In New York, according to a 2018 report, around 30 percent of residents had no broadband access at home, with steep disparities along income and racial lines. More than half of the lowest-income residents lacked broadband access, according to the report. A third of Black and Hispanic residents, 32% and 33% respectively, lacked broadband at home, compared with 21% for white residents and 23% for Asian residents, according to the report. The COVID-19 pandemic of the last year and subsequent virtual schooling and Zoom meetings only heightened the urgency of providing better internet access for everyone; a report from Deutsche Bank last year found that the racial disparities within the digital divide could worsen over time, leaving Black and Hispanic people especially ill-prepared for future jobs, according to CNBC.

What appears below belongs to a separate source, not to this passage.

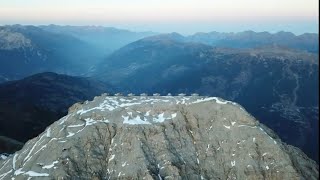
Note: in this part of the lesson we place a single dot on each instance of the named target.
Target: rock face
(157, 138)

Last year, as Next City reported, New York released an Internet Master Plan aimed at expanding broadband access more equitably. Now, the city is making broadband access a necessary component of new affordable-housing projects that use city funds. In March, the New York City Department of Housing Preservation and Development adopted a new set of Design Guidelines meant to “ensure newly constructed buildings promote equity, health, and sustainability,” the Department said in a press release. According to the new guidelines, whenever feasible, all new affordable housing that use city funds must be wired for high-speed internet and provide it to all tenants at no cost to them.